Speaking of scary, exams are scary. Ludo isn't doing much to help either. "Study hard, or you're going to fail. You better beat MacRob this year, you n00bs." Oh well. What can you do.

On a random side note, not that the aforementioned wasn't random, the winter concert was a blast. It was more funny than fun though, if you take my meaning. The funniest thing was this Year 9 MacRob girl hitting on me, then being disappointed when she found out I was in Year 12, not Year 10. Then going for the guy next to me, who she thought was Year 9, but was Year 11. Hilarious stuff. The performance was alright, but it wasn't that great when you factor in the rehearsal time.

Probably shouldn't get a haircut before Nigel's 18th. I like the way it is now.

Wednesday 8 August 2007

Verberising

I've now realised that anything, absolutely anything, can be turned into a verb (verberised). Just add an -ing at the end, but don't forget, when -ing comes to stay, the e goes away.

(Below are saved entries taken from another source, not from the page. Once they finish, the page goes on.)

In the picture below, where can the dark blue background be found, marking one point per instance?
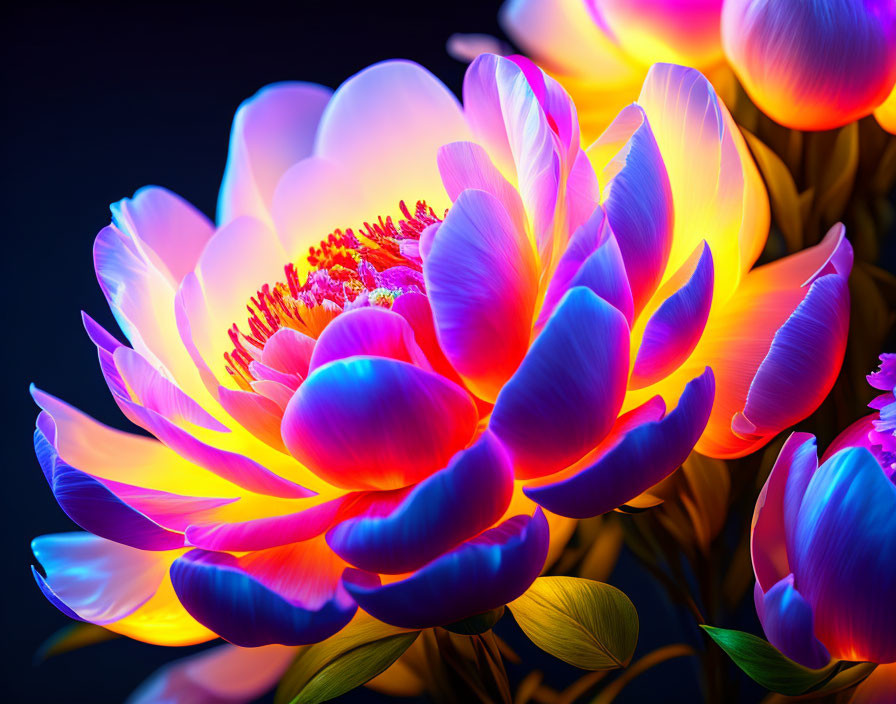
(99, 101)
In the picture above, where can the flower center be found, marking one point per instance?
(349, 269)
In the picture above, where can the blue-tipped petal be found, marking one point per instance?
(289, 595)
(786, 618)
(96, 580)
(564, 398)
(593, 260)
(94, 507)
(655, 449)
(481, 574)
(844, 556)
(458, 502)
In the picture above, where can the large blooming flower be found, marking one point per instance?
(809, 65)
(824, 542)
(452, 312)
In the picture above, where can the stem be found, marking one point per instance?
(667, 652)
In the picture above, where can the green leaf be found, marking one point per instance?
(355, 655)
(773, 670)
(588, 624)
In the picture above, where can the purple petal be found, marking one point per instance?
(844, 556)
(156, 392)
(482, 282)
(655, 449)
(94, 507)
(592, 259)
(452, 505)
(786, 618)
(768, 541)
(565, 396)
(674, 329)
(289, 595)
(638, 200)
(479, 575)
(172, 231)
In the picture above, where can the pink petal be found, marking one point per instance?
(271, 131)
(171, 231)
(367, 331)
(386, 124)
(376, 423)
(481, 280)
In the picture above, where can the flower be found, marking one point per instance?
(813, 65)
(403, 395)
(824, 541)
(808, 65)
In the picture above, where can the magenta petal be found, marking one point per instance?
(376, 423)
(452, 505)
(481, 574)
(566, 394)
(466, 165)
(269, 532)
(288, 351)
(655, 448)
(372, 331)
(256, 413)
(674, 329)
(93, 579)
(768, 542)
(802, 362)
(225, 674)
(414, 307)
(232, 466)
(786, 618)
(481, 279)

Take, for example, LAN. Traditionally, this stood for Local Area Network. A noun. Now, it has been mutated into a verb, lanning, the meaning of which is open to interpretation. Well, not really. It just means gaming with other people who feel like gaming. Which leads me nicely to my next example. Game.

Lanning was the pioneer. Now, random verberisations are appearing left, right and centre on good ol' MSN Messenger version 7.3(?). "I'm waterpoloing," says Alexei. "I'm hwing," benni says, which could be interpreted as "H-winging" or, for the more astute of you, "homeworking." I'm predicting the next phrased to be verberised is "hot chocolate" to "hot chocolating," meaning "I'm drinking hot chocolate." End pointless observation number 5, 980, 511.

As a side thing, Arsenal ftw in the Premier League. Arsenal pwnz u, full n00bz. If anyone is 18 and wants to go TABing for me, give a me a shout. Until next time, verberise some other random oft-used phrase.

Saturday 4 August 2007

Cool factor

Something that y'all have thought about but have been to afraid to say: "Man, that guy's cool, he knows 5, 000, 000, 000 girls, I wish I could be like him." Why does that constitute a cool person? What does cool mean?

Measure my coolness based on the number of girls I know. I have 9 girls on my MSN list. Of those seven, 2 actually interact with me. Of the other 7, 3 of them are cousins, 4 don't talk to me unless they want money or drugs. At least one of them hates me. That's being optimistic. For all I know, they could all hate me. In fact, for all I know, most of my 72 contacts hate (ok fine, dislike) me. How cool am I?

Not very. In fact, I wouldn't be very cool using most any other measurement. I wear schmick clothes, and use ridiculously discombobulated and liturgically astounding words, but apart from that, there's not that much else going for me.

Someone who is awesome does not "bask in their own awesomeness", as someone from Mean Girls once said. I think coolness is the ability to get on with everyone, and generally be a good person (vague terms are awesome as well).

But back to you, massive fanbase. How would you define coolness or synonyms thereof?